Early intervention is the best kind of intervention when things get rocky in the relationship. Unfortunately, many couples come to couples therapy to check the box as required by the court, or as a last-ditch effort. The challenge with this situation is the generally low level of buy-in from both partners, or one partner wanting change more than the other partner. For couples therapy to work, both partners need to be invested and committed in their relationship and in couples therapy for change to occur. This looks like practicing strategies or skills between sessions, following through with commitments, identifying both successes and challenges, as well as experimenting with different communication strategies. One hour of 338 hours (hours in two weeks, a common frequency for couples therapy) will not suffice nor create long term change.
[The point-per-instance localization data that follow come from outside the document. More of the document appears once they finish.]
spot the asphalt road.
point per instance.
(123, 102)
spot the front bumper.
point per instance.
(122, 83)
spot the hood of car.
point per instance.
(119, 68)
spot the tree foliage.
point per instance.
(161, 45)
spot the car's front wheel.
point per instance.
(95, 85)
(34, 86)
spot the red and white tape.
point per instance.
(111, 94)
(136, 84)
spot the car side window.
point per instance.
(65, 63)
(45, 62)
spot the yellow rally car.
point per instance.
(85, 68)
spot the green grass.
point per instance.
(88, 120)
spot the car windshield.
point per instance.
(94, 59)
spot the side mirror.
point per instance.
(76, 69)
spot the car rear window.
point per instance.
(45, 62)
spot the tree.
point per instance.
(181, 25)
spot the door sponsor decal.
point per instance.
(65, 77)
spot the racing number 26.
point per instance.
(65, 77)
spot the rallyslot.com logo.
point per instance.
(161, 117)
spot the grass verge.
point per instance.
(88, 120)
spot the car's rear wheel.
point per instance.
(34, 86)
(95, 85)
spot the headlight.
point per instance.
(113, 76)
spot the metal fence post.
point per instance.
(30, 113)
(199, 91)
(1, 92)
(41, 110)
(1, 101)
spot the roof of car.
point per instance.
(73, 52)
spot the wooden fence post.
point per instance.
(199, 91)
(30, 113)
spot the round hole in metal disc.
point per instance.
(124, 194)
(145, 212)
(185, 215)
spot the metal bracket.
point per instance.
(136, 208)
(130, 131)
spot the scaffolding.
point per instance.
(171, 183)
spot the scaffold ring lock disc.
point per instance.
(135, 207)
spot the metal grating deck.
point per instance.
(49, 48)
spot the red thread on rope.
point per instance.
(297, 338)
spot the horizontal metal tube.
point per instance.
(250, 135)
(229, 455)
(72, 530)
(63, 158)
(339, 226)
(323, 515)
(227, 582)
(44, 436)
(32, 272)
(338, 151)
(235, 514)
A worsening marriage or partnership is often about two people struggling with personal battles and failing to communicate them to each other and offer the needed support. As such, individual counseling combined with couples counseling is often recommended for best results. There you can unpack and understand your story, reprocess difficult experiences and create a new chapter. Then in couples therapy, you can evaluate your marriage’s story and areas for growth. There’s often a good chance that there’s hope.
Tools for Hope and Change
Couples therapy as well as individual therapy can help you navigate the question of “Should I divorce?” While working up to these therapy types, alternative things you can do to navigate this difficult question include the following:
-Pay attention to the small things your partner does
-Shift your mindset to focus on the positives your partner is doing
-Make small emotional investments in your relationship
-Reflect on the days of dating and resurrect some of those choices and gestures
-Share good things with your partner to create connection
Remember, however—and this is crucial—there are situations where the healthiest choice is to end the marriage. If you’re experiencing abuse, dealing with active addiction, or facing repeated infidelity without genuine remorse, the question may need to shift from “Should I try to save this?” to “How do I safely exit?”
Couples Counseling Dallas TX
Whatever path you choose—reconciliation or divorce—approach it with clarity and intention. If saving your marriage appeals to you in the slightest, commit to six months of deep, genuine work with professional help. Like many couples, it may be the best thing you ever did. During couples therapy, you’ll learn to communicate and understand better, not to mention finally dealing with negative thoughts that continuously bother you.
Even after therapy, divorce might emerge as the right option. But you’ll be making that choice mindfully, ensuring old patterns don’t take root in future relationships.
Your marriage deserves either a dignified ending or a meaningful renewal. Couples therapy can help you to determine which way you want to go. The clarity you gain will serve you well, whatever you decide–and your therapist will support you either way.